Re: 400G
You're talking apples and oranges. While Ethernet may have that kind of bandwidth, it doesn't mean that a single point on the network can use that bandwidth efficiently. Ethernet is also not very efficient and there are a bunch of factors in handling Ethernet devices. It doesn't mean that Ethernet is inferior but you're comparing a network interface to a block device interface. Block device interfaces running a SCSI command set (think SAS, Fiber Channel and even InfiniBand) usually have much higher functional performance than ethernet but also have other limitations that are similar like latency. Also, NVME devices don't require bus interfaces like SAS in order to be used. NVME devices can be connected as direct PCI-E devices and perform at that bus speed. They do often get connected to array controllers so they can be grouped together for other efficiencies such as RAID sets, etc. but that's not always the case.

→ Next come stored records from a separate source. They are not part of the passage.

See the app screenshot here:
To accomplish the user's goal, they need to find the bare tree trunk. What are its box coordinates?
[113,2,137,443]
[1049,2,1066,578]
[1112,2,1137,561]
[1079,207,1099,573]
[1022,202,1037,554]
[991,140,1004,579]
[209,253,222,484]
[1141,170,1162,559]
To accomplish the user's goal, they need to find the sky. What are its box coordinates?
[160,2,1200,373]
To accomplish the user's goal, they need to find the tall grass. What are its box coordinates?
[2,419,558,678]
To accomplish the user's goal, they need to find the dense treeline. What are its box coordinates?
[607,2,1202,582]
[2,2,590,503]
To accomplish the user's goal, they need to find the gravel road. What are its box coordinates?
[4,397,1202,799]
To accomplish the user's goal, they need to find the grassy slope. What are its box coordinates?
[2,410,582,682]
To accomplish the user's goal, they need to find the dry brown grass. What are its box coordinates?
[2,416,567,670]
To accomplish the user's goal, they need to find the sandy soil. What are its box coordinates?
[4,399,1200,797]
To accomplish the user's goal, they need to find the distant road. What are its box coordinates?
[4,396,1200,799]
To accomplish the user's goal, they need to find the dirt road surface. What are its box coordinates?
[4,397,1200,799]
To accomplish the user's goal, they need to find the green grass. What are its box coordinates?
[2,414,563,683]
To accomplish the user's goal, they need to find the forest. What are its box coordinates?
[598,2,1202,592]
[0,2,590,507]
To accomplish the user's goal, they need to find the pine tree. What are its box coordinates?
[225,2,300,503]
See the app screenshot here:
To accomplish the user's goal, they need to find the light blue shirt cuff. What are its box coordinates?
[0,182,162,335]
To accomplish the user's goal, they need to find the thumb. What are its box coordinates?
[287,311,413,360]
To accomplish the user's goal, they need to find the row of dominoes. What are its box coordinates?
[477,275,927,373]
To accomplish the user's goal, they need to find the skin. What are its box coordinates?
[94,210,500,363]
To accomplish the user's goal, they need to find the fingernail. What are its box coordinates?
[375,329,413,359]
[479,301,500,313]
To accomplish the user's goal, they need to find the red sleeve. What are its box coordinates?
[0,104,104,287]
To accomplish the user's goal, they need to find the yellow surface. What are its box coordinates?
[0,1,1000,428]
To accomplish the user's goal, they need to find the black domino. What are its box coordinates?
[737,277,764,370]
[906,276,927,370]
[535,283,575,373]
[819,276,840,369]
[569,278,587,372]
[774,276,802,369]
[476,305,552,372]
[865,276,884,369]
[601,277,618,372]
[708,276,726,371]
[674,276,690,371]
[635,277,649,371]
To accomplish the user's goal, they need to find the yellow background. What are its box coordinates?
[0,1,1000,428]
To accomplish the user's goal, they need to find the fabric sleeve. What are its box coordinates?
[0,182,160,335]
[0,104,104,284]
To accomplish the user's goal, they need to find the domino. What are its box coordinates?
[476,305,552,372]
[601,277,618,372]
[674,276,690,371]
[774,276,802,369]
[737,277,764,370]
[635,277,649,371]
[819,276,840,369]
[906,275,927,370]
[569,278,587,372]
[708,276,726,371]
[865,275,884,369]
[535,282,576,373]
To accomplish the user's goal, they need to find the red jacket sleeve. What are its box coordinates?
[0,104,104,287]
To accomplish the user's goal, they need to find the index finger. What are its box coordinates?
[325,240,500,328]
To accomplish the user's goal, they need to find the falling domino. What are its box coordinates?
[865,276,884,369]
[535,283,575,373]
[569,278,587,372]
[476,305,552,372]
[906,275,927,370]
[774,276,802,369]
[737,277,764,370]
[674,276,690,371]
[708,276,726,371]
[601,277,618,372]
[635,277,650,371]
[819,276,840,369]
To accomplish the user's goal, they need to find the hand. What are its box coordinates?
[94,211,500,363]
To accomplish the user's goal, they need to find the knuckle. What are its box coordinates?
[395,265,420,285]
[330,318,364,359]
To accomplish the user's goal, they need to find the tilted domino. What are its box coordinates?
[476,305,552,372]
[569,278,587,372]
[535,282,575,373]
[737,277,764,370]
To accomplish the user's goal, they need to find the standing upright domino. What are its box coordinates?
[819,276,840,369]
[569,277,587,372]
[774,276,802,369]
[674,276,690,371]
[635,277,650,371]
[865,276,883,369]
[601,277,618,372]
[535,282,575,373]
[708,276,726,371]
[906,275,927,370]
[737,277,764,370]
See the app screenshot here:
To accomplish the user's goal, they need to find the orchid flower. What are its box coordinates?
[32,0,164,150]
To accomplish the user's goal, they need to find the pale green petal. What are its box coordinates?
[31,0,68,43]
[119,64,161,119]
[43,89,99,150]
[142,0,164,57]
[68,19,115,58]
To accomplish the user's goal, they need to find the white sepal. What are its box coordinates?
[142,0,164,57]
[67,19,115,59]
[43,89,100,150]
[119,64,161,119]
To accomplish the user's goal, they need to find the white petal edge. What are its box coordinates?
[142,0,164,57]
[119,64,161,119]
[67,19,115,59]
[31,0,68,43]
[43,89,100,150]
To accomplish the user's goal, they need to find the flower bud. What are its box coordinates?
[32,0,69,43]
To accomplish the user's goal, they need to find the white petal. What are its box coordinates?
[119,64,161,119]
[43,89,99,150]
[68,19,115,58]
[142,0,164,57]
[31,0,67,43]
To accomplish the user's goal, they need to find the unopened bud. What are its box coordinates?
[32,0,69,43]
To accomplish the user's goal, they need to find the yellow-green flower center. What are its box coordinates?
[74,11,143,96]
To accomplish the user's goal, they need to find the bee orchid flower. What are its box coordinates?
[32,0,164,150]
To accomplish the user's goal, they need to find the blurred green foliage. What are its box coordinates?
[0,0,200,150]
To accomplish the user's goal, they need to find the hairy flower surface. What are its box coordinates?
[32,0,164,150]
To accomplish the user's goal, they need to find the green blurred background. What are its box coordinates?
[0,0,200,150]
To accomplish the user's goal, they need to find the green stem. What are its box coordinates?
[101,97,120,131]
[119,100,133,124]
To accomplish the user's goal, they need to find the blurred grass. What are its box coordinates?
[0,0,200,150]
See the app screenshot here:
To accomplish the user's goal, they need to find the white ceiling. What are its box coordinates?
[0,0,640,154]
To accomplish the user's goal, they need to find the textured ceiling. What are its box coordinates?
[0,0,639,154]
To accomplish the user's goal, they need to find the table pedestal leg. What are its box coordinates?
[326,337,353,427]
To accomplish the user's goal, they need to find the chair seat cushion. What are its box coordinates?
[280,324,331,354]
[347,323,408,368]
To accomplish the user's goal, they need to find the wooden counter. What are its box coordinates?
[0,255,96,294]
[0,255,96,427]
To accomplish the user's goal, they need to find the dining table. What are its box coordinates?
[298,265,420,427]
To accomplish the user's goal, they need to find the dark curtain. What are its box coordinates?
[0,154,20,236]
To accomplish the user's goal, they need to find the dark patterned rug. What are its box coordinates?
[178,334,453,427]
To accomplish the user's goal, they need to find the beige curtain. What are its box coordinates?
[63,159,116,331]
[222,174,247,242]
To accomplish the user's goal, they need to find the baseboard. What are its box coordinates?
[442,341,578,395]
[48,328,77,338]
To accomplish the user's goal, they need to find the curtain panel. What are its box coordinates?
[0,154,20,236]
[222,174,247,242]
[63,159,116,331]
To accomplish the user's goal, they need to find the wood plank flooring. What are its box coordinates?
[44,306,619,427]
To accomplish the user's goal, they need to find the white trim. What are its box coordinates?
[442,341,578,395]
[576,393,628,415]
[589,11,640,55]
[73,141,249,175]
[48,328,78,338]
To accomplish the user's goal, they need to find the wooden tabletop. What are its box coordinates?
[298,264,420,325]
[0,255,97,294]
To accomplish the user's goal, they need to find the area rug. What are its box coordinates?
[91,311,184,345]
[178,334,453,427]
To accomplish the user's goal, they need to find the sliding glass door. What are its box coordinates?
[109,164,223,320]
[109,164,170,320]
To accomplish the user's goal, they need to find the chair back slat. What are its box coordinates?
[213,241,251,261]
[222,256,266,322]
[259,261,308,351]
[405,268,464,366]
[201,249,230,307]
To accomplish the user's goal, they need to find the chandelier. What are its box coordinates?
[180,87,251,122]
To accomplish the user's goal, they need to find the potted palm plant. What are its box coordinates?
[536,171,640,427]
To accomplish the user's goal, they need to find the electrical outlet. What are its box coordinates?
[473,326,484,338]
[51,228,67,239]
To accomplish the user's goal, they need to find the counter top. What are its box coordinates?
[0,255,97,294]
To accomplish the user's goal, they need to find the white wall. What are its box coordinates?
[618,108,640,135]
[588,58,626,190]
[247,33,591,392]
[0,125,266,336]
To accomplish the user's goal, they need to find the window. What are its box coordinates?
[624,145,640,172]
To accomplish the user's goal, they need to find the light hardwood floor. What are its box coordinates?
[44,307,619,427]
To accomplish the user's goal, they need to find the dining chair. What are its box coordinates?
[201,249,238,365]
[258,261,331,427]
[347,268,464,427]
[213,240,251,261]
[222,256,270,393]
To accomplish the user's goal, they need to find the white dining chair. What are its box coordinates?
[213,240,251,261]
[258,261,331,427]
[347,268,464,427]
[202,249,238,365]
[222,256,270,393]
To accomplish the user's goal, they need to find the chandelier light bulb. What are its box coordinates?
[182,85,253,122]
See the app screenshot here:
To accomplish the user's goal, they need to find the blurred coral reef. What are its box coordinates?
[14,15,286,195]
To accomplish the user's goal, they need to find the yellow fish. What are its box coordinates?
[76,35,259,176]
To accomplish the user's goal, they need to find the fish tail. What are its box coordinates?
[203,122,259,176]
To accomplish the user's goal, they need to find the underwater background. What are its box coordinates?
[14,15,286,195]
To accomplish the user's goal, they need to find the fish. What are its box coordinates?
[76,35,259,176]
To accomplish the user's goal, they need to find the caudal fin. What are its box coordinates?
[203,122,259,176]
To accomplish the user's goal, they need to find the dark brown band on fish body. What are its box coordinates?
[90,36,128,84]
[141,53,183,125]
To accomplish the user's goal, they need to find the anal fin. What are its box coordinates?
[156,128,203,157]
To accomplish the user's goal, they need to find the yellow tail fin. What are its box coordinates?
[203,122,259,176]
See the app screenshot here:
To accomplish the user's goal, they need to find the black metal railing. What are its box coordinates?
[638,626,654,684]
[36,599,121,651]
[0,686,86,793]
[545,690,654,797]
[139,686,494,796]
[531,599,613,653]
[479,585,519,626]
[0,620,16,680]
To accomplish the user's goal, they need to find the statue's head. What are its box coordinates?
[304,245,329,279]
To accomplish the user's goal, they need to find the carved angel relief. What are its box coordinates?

Mainframes aren't what you think they are. Fundamentally, they use most of the same technologies in use by x86 platforms today. In fact, stop using the word "Mainframes" like it means some abstract idea that is super powerful. The current "mainframe" is the IBM Z16. The Z16 runs processors based on the Telum platform which operate at around 5Ghz. That clock speed is meaningless however because, as it relates to workloads, it's just a pile of clock cycles that the scheduler uses. In the end, it doesn't matter because your "mainframes" use the S390 instruction set that is a parallel processing platform. It's Big Endian. Porting your workloads to a proprietary IBM platform makes no sense in the modern world.
Even if it might, widely scalable networks using that amazing Ethernet bandwidth you just touted makes it obsolete and unnecessary because scale out architectures tend to offer better performance than strict scale up architectures unless you have a very special use case that needs massive performance vertically. Oh, wait, the mainframe sucks at that too.